第17話 私、決断いたしました

「エルザ殿、父と母ですが、事前にお話ししていた通り、あなたの思うことを話していただければ大丈夫ですから」


「はい」


 そうは言われても、王妃教育では、魔国の皇帝は残虐非道、皇后は嫉妬深く残忍、と教えられている。正直、かなりビビっている。ただ、ゼクウのような息子のご両親という見方をすれば、そんなに変な方々ではないように思う。


 皇帝皇后の両陛下が、私たちから少し離れたところの椅子にお座りになられた。


 ゼクウと私は立ってお迎えしているが、私は伏し目がちにする必要があり、両陛下のお姿は腰から下あたりしか見えなかった。


「エルザ様、皇后様は美魔女でです。殿下は皇后様似です。皇帝陛下はめちゃくちゃイケオジです!」


 アナスタシアが小声で何か言ってくるが、最近のアナスタシアの帝国語は若者言葉が多く、正直、よくわからなかった。


 ゼクウが私を連れて、両陛下の前でお辞儀をした。私も先日習った魔国式のカーテシーでご挨拶した。
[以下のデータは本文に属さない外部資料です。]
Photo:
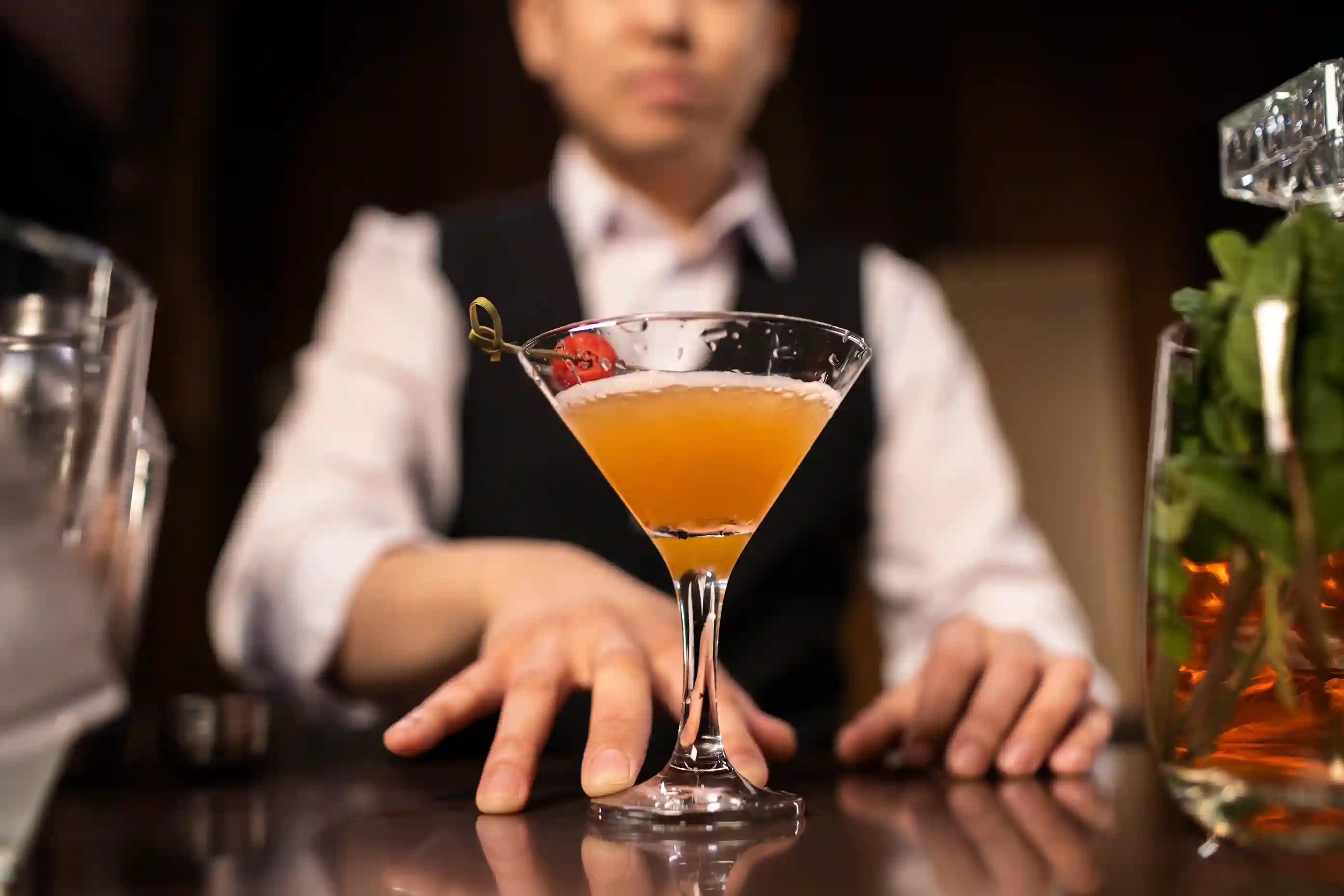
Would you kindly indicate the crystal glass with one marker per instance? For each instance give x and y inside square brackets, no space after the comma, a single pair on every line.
[137,530]
[74,354]
[1288,147]
[697,860]
[698,422]
[1245,722]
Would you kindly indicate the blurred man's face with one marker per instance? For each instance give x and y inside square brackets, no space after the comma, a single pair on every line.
[648,79]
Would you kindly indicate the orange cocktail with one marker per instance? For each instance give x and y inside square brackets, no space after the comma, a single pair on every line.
[698,457]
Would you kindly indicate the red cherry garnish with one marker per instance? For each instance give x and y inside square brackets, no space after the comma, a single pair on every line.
[596,361]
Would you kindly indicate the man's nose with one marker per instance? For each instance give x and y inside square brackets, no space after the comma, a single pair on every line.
[664,21]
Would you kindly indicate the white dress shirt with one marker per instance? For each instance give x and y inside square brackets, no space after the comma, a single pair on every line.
[364,456]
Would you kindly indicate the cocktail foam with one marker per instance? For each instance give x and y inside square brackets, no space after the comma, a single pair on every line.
[662,381]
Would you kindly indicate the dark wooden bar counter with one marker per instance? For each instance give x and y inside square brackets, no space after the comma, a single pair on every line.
[379,827]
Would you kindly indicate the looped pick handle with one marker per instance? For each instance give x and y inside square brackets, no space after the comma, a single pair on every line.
[490,339]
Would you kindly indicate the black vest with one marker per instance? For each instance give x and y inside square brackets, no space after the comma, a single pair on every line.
[524,476]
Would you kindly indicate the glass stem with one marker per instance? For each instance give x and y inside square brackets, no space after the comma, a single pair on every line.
[699,746]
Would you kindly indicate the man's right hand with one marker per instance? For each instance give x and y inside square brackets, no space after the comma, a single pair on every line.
[558,620]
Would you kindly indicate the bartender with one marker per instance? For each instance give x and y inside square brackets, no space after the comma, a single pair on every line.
[422,521]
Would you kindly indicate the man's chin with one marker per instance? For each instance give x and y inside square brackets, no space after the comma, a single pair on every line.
[658,140]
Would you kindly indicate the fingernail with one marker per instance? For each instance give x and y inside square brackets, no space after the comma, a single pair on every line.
[502,790]
[608,772]
[1017,760]
[1069,761]
[406,724]
[967,760]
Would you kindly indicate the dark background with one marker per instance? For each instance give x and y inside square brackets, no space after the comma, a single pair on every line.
[222,146]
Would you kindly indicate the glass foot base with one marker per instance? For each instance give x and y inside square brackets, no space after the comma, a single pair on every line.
[681,798]
[1284,813]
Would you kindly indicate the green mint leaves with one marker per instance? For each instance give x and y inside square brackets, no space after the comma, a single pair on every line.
[1220,487]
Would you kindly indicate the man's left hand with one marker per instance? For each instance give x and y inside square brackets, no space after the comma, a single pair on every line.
[994,697]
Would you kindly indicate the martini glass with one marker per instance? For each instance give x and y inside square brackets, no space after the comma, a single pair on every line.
[698,422]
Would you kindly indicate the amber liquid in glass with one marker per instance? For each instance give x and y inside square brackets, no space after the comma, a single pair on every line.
[1264,738]
[698,457]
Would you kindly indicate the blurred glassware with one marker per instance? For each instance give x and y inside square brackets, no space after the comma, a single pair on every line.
[1288,147]
[82,468]
[57,678]
[76,327]
[139,519]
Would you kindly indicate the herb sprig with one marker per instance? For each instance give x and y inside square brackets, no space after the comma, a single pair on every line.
[1223,495]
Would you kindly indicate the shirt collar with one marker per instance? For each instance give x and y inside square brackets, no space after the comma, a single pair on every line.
[596,210]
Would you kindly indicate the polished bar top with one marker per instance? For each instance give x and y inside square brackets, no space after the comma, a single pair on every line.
[383,827]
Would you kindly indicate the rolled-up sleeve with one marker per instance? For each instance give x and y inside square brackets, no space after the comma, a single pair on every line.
[362,460]
[949,535]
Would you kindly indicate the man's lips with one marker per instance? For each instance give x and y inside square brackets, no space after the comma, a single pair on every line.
[664,89]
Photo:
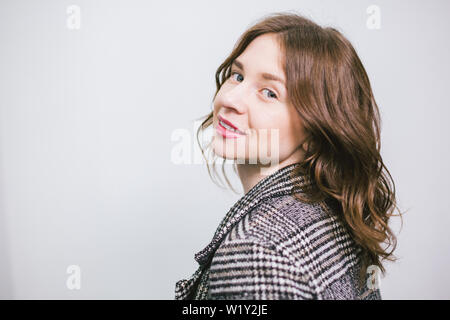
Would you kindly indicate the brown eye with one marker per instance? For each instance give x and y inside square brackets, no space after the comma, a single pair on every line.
[271,94]
[233,73]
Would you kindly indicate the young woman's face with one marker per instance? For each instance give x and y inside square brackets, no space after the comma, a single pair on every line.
[269,127]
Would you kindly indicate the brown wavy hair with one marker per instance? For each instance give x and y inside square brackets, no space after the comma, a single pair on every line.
[329,87]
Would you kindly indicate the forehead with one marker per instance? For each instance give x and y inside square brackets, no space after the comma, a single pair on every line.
[263,54]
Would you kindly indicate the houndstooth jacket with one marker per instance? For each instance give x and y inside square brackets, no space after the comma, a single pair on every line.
[272,246]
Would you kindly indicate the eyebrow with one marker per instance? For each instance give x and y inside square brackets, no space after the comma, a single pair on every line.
[264,75]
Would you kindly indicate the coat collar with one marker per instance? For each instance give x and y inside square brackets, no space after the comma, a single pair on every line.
[282,182]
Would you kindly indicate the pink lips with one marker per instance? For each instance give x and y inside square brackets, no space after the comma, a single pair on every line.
[225,132]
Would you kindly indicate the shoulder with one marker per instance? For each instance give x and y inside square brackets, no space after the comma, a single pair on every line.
[298,249]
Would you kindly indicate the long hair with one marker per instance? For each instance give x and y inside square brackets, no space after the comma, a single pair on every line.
[328,85]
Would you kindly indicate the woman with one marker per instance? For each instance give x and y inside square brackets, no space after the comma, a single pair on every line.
[316,209]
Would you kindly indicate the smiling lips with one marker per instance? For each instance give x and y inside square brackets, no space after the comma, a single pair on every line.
[227,129]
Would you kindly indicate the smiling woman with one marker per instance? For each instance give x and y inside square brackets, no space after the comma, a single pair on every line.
[311,226]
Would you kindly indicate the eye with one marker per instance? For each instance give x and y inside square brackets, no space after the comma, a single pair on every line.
[273,95]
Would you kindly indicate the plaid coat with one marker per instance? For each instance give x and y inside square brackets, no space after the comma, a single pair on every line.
[272,246]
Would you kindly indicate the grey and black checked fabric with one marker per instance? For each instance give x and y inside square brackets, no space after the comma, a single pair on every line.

「そちらがゼクウが十年恋焦がれた石像の娘さんかな?」


 優しい渋めの低い声で話しかけられた。恐らく皇帝陛下だろう。


「はい、エルザ・ミッドランドと申します」


「ほう、王国のミッドランド侯爵の娘さんか」


「はい、さようでございます」


「ゼクウ、王国の貴族の令嬢を婚約者に迎えるのは難しいぞ。エルザ嬢から色よい返事を頂けるようであれば、エーベルバッハ公爵の養女にするとよいぞ」


「ありがとうございます。陛下」


 殿下が嬉しそうな声で答えている。陛下が婚約に反対ではないようで、私はホッとした。


「エルザさん、私にお顔を見せていただけるかしら」


 上品な口調で皇后様からお言葉をかけられ、私は顔を上げた。皇后様はすごくお綺麗だった。隣の陛下も素敵な方だった。


(あの苦しかった王妃教育はでたらめね)


「あらまあ、こんなきれいな娘さん、よく見つけてきたわね、ゼクウ」


「母上、昔から申し上げていたではないですか。好きな女性が出来たと」


「ほほほ、石像に恋したとか、馬鹿なことを言って、仕方のない子だと思っていたけど、こんなに素敵な女性だったのね。エルザさん、私たち両親はゼクウの目を信じているの。ゼクウが好きになる女性は、この世で一番素晴らしい女性に違いないわ。私もあなたからいい返事が来ることを願っているわ」


(素敵なご両親だ。うちの両親とは雲泥の差ね)


「は、はい。ありがとうございます」


「母上、あまりエルザ殿に圧力をかけないでください。エリザ殿の正直な気持ちでのお返事を頂きたいのです」


「ふふふ。いい子に育ったわ、本当に。エルザさん、ほかの女性たちの嫉妬に気をつけなさいね」


「エルザ嬢、少しまじめな話なのだが、魔国と王国は知っての通り、戦争中だ。ゼクウに嫁ぐということは、母国を敵に回す、ということになる。その点は覚悟してほしい」


「はい、心得ております。あの、殿下からのプロポーズですが、お受けしたいと思っております」


 もう殿下のことは大好きになっていたのだが、ご両親がどういう方々なのか、確認しておきたかった。百点満点以上だった。こんな素敵な人を逃すものですか。


「「「!!!」」」


「ゆ、夢じゃなかろうか。いや、夢じゃない、これは夢じゃない。母上、父上、証人になってください!!」


 殿下がはしゃぎ回っている。この人の可愛いところだ。


「ははは、慌ておって、エルザ嬢が驚いておるぞ」


「よかったわね、ゼクウ」


「よし、エルザ嬢の気が変わらぬうちに、発表してしまおう」


 皇帝陛下がそうおっしゃってお立ちになった。私たちの話を聞いていた人たちが、すでにざわつき始めていた。


「皆の者、今日は皇太子の誕生日の祝賀会への来場に感謝する。この場を借りて、皇太子の婚約発表をしたい。ここにおられるエルザ嬢を皇太子の婚約者とする。婚儀の日程などの詳細は後日発表する」


 会場はざわつきからどよめきに変わり、最後に割れんばかりの拍手が沸き上がった。